И в этом смысле Мережковский — да, это, вероятно, «грустно сказать» — не нужен.
Много ли людей — и верующих православных христиан, и неправославных христиан, и неверующих — согласятся с Вами в том, что «ИН» — это «именно православная» книга? Не думаю. Я бы не рискнул ее так назвать. (А Ильина хотелось бы и вовсе оставить в покое. Он, начав как философ, закончил как автор листовок. Они, быть может, вполне православные по духу, но к жизни мысли и духа отношения, кажется, не имеют.) Я-то как раз вижу в позднем Мережковском тот самый экуменизм, который так беспокоит православное сообщество в России.
И это, кстати, думаю, одна из причин, по которой «ИН» ни в какой русской православной традиции нет. Традиция, православная, живет без Мережковского. И дело тут не в том, что эта традиция враждебна экуменизму. Православная традиция старше и полнокровнее экуменизма в том смысле, что православно и всеобъемлюще («ортодоксально и кафолично») все первоначальное христианство, а экуменизм — это уже средство от лечения позднейшей болезни (болезни роста?) разделения единого тела.
Тут вот еще что важно. Помещаем Мережковского в «богословие» — он «не звучит». Помещаем «ИН» в литературу — не меньшая нелепость. А нам все же надо как-то его рубрицировать. Надо. Очень надо. Потому, что люди не малого ведь ума сто с лишним лет ищут «формулы», которые бы объяснили «NN и христианство». Список всегда один и тот же: Пушкин, Гоголь, Толстой, Достоевский, Чехов. Список есть, ответов нет. Бессмысленно обращаться в никуда и просить оставить в покое наших «русских всё» («русских всёх»).
Добавлять к «списку» Мережковского не хочется.
А есть ведь еще и другой, простите, референциальный план. Это русское богословие XX века. Заглядывать на минуту сюда мы не будем (слишком серьезный и специальный предмет). Скажем лишь, что тут не до Мережковского. Мы ведь до сих пор сидим у телевизора и смотрим, «чья возьмет» (вернее, «кого прибьют»). И что там с Бердяевым, Розановым и Флоренским — Бог весть: православные философы? еретики? того и другого понемножку? Трагедия русского православия XX века — она ведь еще и в том, что никакой непрерывной православной традиции (о которой Вы упоминали) в России в XX веке не существует. Можно верить и «чаять назад», что она была непрерывна. Но, судя по всему, это не так. И дело тут не только в истреблении русского православия в Советской России и в разделении церкви на метрополию и зарубежье со всеми уже внутриэмигрантскими разрывами и расколами.

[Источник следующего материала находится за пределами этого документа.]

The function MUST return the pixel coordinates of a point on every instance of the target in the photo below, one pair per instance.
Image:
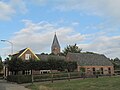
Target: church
(87, 63)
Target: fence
(43, 77)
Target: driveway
(4, 85)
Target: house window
(94, 71)
(109, 70)
(27, 56)
(27, 72)
(101, 70)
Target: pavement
(4, 85)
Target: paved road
(4, 85)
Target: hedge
(19, 78)
(43, 77)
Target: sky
(94, 25)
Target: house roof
(85, 59)
(21, 52)
(46, 57)
(55, 42)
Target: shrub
(19, 78)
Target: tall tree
(72, 48)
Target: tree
(72, 48)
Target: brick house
(92, 63)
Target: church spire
(55, 49)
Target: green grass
(103, 83)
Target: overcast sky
(94, 25)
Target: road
(4, 85)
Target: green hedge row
(19, 78)
(43, 77)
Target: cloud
(19, 5)
(6, 11)
(39, 36)
(104, 45)
(10, 8)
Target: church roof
(85, 59)
(55, 42)
(46, 57)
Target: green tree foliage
(72, 48)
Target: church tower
(55, 49)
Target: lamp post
(11, 45)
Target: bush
(19, 78)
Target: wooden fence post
(52, 78)
(68, 76)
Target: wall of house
(27, 52)
(105, 70)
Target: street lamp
(11, 45)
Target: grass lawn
(102, 83)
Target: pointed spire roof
(55, 42)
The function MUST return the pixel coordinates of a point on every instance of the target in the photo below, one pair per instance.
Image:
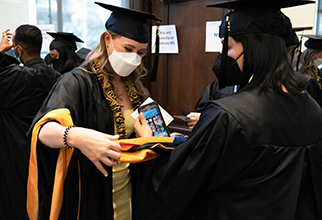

Сегодня в России, мне кажется, есть такая коллективная тоска по «хорошему прошлому». Какому угодно — царскому, советскому, православному, языческому, любому «царю с Советами» или как-нибудь еще. Главное, чтобы «делилось без остатка» и было бы натуральное число в итоге. Чтобы дебет сошелся с кредитом. Чтобы «не стыдно было». Чтобы наконец-то общенародный и эдакий вневременной консенсус. Примирение всех живых со всеми мертвыми. Чтобы перестать считать трупы и проверять их анкетные данные. Чтобы лев возлег уже наконец с агнцем и после этого осталось что-нибудь в живых, и хорошо бы, чтобы это были — «мы».
Русская история для взыскующих консенсуса представляет тот еще ребус. И история русской мысли, и история русской церкви. И Мережковский, о котором у нас речь. Мережковский — он как раз из тех, кто не «сводится» на «без остатка».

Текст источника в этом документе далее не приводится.